The accrediting body for colleges in the Southeast on Thursday gave Paine College 12 months to correct financial mismanagement uncovered this year by The Augusta Chronicle in order to keep its accreditation.
The warning period was given to Paine by the Southern Association of Colleges and Schools’ Commission on Colleges, an organization recognized by the U.S. Department of Education that is responsible for overseeing the operations of educational institutions.
Paine is in violation of six compliance standards related to financial resources, the quality of administrative and academic officers, financial stability, control of finances, sponsored research and external funds, and the control of financial aid programs, said Belle Wheelan, the president of the accrediting organization.
After the newspaper’s articles in April and May revealed mismanagement of federal funding by Paine, Wheelan said the organization asked the college to prove it was in compliance but the school couldn’t.
“Anytime we find out stuff is going on – and thanks to you all actually writing up in the newspaper things were not right – we wrote an inquiry to them asking to show they were in compliance,” Wheelan said. “The documents they sent back showed they were not in compliance.”
Paine, which received a 10-year accreditation in 2011, now has 12 months to correct its financial deficiencies or face further sanctions.
Paine President George Bradley said he doesn’t see the sanction as a punishment but as chance to create a plan to improve.
“That’s an excellent opportunity for us to move forward,” Bradley said. “That warning just gives us an opportunity.”
Bradley said the school has been trying to fix financial problems for the past six months. He said the school is giving its board of trustees quarterly reports on the progress and also will keep SACS informed.
“We should be fine,” he said.
In April, The Chronicle reported that Paine did not change enrollment statuses or return unused financial aid to the government after some students withdrew in fiscal year 2010-11, according to a March 22 financial audit of the 2009-10 and 2010-11 fiscal years by Augusta accounting firm Cherry, Bakeart and Holland.
The audit detailed the school’s lack of resources and knowledgeable personnel dedicated to preparing financial statements and managing federal money. In the fiscal year ending June 30, 2011, the college spent $500,000 more than it had in income and ended with $343,000 in available cash, compared with $1.1 million the year before.

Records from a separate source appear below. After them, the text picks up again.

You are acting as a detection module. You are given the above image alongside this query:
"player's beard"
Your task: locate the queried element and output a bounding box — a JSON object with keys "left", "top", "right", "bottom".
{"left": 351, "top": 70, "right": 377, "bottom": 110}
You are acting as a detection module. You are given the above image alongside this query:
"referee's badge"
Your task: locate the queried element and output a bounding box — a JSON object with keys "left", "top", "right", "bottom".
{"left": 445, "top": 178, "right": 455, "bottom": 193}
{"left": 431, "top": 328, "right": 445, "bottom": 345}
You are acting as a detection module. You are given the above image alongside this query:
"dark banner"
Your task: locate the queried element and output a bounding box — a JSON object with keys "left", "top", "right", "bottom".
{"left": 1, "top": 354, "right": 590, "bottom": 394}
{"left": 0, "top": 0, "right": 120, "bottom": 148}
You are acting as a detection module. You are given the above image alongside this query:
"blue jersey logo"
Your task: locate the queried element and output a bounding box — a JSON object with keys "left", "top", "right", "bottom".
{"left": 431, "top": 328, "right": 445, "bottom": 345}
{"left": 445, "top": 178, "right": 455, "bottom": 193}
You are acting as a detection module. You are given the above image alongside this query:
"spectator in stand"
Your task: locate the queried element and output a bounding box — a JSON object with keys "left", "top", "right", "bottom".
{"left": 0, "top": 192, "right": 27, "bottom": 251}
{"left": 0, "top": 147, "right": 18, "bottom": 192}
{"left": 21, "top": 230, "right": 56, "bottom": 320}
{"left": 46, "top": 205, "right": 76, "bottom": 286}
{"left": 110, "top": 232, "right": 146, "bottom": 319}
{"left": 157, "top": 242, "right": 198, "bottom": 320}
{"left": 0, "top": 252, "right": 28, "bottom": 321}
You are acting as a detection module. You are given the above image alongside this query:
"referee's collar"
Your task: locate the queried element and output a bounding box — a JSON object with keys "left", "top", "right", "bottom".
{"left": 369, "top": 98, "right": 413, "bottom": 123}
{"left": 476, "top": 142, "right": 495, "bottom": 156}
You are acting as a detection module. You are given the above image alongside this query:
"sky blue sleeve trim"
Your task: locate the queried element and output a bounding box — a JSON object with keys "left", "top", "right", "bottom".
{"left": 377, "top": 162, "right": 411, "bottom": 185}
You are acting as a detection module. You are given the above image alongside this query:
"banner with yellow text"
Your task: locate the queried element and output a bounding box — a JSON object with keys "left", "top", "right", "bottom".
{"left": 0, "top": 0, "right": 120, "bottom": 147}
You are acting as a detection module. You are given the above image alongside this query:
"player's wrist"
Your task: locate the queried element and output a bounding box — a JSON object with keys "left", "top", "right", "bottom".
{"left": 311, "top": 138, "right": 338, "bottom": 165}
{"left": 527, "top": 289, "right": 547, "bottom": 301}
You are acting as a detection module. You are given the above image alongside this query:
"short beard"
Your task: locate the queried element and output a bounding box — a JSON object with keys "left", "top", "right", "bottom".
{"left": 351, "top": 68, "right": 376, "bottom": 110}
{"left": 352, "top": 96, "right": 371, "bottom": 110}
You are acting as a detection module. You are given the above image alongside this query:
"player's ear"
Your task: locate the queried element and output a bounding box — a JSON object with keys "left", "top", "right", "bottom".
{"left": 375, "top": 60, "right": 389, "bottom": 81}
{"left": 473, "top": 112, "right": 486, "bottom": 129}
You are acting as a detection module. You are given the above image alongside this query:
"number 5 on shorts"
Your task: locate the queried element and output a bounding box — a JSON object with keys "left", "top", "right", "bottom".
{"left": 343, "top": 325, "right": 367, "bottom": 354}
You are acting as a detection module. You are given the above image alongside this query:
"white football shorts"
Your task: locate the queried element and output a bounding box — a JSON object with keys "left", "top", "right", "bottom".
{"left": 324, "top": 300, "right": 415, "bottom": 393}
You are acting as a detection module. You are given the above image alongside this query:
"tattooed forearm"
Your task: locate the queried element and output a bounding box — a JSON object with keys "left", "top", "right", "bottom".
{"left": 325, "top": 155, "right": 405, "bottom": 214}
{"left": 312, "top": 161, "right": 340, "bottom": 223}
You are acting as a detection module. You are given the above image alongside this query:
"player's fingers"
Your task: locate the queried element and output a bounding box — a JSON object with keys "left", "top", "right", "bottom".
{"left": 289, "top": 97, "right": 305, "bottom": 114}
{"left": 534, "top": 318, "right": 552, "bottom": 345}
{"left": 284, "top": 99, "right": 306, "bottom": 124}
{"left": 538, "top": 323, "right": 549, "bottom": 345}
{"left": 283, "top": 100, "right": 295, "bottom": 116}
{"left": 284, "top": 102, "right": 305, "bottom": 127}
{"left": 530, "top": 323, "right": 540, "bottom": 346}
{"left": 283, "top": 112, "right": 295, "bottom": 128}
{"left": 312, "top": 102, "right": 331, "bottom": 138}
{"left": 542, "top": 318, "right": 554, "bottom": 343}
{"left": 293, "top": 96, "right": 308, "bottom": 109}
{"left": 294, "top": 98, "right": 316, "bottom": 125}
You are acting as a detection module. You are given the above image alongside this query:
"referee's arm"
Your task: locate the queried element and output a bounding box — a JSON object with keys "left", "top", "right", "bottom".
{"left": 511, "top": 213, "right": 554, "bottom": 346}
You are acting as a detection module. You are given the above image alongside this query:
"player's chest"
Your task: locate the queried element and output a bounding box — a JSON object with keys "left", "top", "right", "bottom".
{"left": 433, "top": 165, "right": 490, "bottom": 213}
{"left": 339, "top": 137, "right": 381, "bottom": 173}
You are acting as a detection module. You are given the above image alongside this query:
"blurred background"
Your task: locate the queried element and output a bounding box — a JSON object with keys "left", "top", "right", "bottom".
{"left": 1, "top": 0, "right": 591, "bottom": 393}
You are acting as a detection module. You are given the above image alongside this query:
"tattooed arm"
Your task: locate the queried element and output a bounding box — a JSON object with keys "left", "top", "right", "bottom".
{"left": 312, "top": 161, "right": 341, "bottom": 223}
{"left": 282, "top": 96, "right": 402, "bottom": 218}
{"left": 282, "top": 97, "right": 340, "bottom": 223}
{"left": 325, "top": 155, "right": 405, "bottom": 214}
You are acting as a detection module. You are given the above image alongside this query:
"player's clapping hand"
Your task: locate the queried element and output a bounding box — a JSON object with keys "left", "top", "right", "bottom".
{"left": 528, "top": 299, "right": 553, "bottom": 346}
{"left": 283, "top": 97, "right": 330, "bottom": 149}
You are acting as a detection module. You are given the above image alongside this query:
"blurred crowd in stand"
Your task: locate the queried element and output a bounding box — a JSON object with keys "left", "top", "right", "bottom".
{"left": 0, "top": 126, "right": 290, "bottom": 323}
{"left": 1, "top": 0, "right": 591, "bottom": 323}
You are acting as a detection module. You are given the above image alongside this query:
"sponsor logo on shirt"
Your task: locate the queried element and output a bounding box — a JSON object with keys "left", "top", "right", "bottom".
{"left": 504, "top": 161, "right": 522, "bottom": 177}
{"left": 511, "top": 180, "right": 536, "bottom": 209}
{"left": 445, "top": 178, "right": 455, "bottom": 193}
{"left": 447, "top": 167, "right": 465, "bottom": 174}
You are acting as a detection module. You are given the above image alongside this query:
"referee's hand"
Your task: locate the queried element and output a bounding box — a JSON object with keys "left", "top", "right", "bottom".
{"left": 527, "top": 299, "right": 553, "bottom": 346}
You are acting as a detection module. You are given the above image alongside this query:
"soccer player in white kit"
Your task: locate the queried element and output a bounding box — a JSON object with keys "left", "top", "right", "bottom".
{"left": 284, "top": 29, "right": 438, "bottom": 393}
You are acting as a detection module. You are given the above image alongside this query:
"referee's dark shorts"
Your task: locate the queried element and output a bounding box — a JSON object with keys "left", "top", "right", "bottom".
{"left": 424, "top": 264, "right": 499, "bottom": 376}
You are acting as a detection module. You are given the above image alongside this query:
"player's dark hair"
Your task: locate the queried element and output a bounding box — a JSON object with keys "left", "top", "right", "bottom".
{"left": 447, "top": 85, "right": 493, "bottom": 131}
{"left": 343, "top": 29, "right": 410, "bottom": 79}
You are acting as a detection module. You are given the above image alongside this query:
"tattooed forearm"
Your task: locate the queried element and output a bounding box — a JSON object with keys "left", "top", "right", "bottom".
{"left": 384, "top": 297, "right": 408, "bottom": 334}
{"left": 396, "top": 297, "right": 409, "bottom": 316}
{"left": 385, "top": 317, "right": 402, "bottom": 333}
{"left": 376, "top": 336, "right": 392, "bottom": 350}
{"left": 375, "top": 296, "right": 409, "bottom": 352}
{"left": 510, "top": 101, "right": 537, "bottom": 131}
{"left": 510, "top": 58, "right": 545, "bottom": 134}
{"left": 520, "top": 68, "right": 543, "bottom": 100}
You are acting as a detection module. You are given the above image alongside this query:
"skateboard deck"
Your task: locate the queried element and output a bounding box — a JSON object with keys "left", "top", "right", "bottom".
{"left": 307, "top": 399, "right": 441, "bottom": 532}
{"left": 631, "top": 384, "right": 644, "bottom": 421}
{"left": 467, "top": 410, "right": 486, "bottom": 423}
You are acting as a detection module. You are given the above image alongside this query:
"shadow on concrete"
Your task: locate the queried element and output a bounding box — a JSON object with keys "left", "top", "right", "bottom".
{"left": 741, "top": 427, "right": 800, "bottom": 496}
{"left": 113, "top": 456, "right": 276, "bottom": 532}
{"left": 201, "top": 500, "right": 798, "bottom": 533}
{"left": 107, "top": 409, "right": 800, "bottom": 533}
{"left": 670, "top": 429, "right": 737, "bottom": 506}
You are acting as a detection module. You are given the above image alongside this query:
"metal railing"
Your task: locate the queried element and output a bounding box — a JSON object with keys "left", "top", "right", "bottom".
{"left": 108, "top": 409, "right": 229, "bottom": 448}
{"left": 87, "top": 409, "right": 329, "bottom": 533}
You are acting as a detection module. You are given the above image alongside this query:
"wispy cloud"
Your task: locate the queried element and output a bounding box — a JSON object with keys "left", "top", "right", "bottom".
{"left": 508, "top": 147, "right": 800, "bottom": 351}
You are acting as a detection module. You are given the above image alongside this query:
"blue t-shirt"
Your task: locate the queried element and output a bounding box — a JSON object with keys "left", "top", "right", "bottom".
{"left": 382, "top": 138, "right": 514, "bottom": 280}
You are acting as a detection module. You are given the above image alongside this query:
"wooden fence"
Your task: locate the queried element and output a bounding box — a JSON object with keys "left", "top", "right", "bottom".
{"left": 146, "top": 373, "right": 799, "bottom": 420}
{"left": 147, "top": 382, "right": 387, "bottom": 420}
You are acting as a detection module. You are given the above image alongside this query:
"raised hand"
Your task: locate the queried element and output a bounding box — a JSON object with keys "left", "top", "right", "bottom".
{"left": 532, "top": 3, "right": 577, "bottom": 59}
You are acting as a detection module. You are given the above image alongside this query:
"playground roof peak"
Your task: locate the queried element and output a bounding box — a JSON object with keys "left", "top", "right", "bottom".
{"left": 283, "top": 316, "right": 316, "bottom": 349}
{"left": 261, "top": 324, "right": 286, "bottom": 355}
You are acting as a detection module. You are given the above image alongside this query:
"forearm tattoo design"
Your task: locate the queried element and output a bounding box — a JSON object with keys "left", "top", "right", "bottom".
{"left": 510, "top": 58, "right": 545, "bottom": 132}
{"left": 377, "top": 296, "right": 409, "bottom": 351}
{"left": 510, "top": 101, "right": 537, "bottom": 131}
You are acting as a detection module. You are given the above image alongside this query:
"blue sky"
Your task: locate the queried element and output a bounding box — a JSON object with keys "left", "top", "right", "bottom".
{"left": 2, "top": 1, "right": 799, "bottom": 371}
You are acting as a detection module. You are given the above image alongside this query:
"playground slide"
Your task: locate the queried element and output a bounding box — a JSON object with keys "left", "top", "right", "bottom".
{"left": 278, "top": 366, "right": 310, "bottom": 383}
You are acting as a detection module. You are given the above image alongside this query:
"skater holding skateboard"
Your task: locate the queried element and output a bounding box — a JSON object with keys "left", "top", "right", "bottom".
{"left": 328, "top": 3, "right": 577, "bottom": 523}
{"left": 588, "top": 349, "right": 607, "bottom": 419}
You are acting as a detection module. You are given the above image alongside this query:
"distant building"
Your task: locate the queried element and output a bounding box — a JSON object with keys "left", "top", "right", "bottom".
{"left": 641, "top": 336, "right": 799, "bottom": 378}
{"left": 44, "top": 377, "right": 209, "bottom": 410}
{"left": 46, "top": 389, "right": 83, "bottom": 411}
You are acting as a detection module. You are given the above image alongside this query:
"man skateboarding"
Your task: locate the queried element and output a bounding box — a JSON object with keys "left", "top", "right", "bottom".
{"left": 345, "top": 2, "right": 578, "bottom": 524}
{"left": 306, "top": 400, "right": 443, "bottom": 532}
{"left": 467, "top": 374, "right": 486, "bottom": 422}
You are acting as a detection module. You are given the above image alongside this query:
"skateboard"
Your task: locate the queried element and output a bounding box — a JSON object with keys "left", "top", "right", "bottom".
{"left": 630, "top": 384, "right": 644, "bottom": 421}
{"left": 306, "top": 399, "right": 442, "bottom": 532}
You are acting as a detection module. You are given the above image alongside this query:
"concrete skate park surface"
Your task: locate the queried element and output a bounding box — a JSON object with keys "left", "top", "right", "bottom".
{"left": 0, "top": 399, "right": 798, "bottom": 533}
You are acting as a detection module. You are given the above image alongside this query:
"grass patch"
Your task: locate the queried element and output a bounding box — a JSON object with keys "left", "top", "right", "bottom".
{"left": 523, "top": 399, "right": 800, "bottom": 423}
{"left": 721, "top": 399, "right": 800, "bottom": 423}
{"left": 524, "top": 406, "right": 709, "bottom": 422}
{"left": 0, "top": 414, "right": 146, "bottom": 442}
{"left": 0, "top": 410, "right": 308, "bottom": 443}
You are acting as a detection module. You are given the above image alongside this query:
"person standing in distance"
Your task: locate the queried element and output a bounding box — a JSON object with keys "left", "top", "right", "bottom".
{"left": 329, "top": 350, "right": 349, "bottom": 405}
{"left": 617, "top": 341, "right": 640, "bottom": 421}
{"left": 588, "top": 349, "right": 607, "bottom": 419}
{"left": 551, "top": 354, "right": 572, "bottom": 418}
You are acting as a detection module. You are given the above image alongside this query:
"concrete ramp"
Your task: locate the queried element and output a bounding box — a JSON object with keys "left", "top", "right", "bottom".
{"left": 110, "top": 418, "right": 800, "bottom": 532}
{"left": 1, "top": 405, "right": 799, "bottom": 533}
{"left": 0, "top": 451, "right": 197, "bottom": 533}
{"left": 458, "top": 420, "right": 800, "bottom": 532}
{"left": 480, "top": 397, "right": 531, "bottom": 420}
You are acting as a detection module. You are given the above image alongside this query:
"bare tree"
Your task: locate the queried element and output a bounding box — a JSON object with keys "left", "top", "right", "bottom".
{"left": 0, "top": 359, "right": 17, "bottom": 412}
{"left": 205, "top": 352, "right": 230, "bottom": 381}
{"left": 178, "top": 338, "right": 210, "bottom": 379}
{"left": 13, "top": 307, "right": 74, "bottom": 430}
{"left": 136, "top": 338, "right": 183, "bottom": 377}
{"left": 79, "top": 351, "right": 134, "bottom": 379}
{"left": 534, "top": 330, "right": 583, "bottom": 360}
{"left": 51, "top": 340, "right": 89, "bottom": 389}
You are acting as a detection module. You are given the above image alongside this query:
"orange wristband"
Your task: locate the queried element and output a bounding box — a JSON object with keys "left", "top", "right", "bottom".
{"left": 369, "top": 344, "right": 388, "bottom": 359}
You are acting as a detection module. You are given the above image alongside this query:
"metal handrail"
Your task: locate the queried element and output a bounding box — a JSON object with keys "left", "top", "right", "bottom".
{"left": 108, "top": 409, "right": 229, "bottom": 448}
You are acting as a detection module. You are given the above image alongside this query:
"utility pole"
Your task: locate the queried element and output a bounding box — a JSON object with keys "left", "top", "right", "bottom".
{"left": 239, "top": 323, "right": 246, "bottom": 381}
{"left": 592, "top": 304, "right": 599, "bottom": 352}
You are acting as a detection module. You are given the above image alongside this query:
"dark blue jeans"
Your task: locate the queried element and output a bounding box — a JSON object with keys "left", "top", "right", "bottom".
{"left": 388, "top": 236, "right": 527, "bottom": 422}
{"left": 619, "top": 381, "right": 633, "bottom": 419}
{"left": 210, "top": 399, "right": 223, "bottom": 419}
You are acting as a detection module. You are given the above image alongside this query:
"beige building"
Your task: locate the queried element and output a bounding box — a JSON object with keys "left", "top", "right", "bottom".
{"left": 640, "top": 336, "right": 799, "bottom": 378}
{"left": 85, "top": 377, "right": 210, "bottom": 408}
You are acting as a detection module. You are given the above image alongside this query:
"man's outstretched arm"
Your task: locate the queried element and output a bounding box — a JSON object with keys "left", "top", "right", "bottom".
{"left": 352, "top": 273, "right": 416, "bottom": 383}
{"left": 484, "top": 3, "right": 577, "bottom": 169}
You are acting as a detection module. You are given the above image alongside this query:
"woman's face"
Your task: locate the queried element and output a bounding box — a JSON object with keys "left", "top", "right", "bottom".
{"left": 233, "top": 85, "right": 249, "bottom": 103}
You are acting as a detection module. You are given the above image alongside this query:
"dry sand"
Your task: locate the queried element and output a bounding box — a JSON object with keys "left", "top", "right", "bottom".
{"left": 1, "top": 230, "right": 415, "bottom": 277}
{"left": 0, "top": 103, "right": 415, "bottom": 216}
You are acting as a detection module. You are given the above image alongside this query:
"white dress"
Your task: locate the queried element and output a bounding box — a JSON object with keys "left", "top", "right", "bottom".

Paine lost access until 2014 to the Federal Perkins Loan, a need-based program for students, after not properly accounting for the funding.
It did not have policies and procedures to administer the program, and more than 50 percent of students defaulted on the loan, adding to its ineligibility, according to the audit.
The audit also found that Paine did not correctly manage federal student aid programs by giving money to two students out of a 40-student sample who did not attend the school, did not return leftover federal financial aid after students withdrew and did not properly record withdrawal statuses for students.
Wheelan said that it is possible for Paine to return to compliance but that it might take the whole year. She said her organization’s board of trustees could have put Paine on a six-month warning but allowed more time because of the severity.
“We gave them 12 months to get their act together,” Wheelan said.